You've watched the Republican Party champion the idea of "freedom" while you have also watched the same party openly assault various freedoms, like the freedom to vote, freedom to choose, freedom to marry who you want and so on.
If this has been a source of confusion, then your assessments of what Republicans mean by “freedom” were likely too generous. Here’s what they mean:
1. The freedom to tell people what to do.
2. Freedom from being told what to do.
Mick Ryan/Twitter:
The aim of this thread is not to review tactical lessons. It is however to record some of my higher-level observations which should be of use to governments, policy makers and senior military leaders.
First, Strategy matters. As the Russians have rediscovered in Ukraine, getting strategy (and its underpinning assumptions) right is critical to effective military operations. Effective strategic thinking is more important than tactical excellence.
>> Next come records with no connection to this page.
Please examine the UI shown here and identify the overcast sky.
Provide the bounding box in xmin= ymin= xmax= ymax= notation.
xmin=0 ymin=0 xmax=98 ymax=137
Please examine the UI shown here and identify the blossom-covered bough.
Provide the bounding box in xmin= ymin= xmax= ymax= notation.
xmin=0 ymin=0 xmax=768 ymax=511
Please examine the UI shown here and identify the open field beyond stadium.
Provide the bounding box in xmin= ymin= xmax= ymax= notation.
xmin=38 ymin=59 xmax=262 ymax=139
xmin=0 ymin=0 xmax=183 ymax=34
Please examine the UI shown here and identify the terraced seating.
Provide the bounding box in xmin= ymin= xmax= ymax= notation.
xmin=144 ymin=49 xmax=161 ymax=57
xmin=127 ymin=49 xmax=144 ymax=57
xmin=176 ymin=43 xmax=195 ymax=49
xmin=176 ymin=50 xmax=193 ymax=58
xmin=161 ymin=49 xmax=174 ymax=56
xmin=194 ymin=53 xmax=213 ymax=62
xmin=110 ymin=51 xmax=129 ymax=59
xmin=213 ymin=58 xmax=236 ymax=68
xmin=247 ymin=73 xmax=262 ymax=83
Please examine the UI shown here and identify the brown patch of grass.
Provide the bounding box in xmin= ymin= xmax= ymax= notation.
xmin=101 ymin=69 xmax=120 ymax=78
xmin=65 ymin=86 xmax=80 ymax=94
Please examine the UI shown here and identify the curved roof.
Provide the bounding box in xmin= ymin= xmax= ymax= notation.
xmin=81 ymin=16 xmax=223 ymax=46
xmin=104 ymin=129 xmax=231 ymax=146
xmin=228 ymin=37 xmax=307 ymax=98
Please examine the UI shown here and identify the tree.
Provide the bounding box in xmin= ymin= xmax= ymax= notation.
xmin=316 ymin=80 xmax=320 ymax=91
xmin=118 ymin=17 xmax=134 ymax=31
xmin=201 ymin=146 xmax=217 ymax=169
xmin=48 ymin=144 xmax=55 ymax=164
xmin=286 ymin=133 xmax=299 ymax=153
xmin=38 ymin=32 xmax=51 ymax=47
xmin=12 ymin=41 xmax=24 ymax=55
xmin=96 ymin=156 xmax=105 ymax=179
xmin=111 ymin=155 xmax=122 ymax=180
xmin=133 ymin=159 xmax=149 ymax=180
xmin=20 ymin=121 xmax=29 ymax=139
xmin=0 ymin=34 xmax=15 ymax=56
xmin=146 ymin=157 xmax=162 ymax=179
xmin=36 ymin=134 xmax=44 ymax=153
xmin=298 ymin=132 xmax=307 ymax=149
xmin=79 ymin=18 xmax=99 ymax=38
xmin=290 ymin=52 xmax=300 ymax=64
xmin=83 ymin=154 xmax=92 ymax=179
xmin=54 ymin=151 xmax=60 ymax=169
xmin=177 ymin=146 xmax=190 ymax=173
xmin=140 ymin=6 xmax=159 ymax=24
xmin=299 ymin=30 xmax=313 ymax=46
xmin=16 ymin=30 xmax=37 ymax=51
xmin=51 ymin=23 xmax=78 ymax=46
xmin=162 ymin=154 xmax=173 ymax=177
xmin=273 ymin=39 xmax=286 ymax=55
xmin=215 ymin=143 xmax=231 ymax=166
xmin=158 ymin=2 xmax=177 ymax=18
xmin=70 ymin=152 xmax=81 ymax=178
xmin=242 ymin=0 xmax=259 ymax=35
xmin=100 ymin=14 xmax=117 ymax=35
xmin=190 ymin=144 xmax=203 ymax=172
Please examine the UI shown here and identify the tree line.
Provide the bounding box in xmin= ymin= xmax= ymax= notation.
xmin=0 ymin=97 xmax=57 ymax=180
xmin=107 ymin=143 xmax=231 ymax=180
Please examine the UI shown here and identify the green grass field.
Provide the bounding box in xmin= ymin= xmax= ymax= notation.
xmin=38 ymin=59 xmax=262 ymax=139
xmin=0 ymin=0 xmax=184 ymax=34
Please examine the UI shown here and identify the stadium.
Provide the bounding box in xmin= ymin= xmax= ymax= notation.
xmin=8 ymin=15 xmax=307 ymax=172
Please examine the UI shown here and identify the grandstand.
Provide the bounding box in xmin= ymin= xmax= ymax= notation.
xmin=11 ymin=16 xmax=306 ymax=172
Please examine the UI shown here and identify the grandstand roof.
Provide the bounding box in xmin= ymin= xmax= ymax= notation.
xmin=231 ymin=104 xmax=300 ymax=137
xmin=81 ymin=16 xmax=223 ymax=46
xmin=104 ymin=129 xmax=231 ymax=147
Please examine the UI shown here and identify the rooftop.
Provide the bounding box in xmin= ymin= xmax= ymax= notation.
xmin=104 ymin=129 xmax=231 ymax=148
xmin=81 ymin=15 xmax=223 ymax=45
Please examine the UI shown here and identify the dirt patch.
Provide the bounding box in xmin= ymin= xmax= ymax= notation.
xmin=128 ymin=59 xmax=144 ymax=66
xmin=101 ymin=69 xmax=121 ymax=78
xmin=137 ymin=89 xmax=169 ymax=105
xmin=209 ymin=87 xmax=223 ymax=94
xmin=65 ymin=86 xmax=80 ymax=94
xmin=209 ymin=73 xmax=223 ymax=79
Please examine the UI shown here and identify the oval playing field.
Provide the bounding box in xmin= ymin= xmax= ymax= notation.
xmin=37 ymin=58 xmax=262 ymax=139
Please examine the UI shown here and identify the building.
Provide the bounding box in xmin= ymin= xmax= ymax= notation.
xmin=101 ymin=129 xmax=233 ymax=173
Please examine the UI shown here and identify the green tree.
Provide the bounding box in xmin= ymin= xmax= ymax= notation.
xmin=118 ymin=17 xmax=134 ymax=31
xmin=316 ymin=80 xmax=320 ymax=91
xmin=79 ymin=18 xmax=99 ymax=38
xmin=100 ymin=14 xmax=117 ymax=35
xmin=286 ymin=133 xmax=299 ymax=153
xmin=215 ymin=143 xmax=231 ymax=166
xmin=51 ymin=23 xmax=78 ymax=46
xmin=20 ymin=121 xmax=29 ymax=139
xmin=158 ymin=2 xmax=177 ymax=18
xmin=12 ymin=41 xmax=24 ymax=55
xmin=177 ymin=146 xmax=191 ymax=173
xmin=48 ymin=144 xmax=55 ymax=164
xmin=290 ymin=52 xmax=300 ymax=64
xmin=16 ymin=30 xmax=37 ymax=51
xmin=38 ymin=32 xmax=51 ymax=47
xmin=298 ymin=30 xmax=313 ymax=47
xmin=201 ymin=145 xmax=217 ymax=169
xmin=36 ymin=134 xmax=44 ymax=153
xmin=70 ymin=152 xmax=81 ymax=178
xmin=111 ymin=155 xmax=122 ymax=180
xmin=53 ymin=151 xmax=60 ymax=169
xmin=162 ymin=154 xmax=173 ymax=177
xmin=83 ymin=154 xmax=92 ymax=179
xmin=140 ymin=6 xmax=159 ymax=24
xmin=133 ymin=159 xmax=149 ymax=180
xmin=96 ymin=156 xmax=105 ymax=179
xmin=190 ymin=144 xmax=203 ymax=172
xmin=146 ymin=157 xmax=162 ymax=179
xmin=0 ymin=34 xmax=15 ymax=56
Russian assumptions about a rapid Ukrainian collapse underpinned their initial military strategy. Putin’s desired political end state – a compliant Ukraine - relied on a decisive and quick military victory. The Ukrainians missed this memo.
9/ For this reason, strategic effectiveness – getting the political outcomes and supporting strategy right - is of profound importance to twenty-first-century nations and their military institutions. Russia’s Ukraine debacle is a case study of how not do 21st century strategy.
Second, uncertainty remains central to conflict. The last 100 days have also shown (again) that ambiguity & uncertainty are central to warfare, regardless of how many tweets and TV reports we see.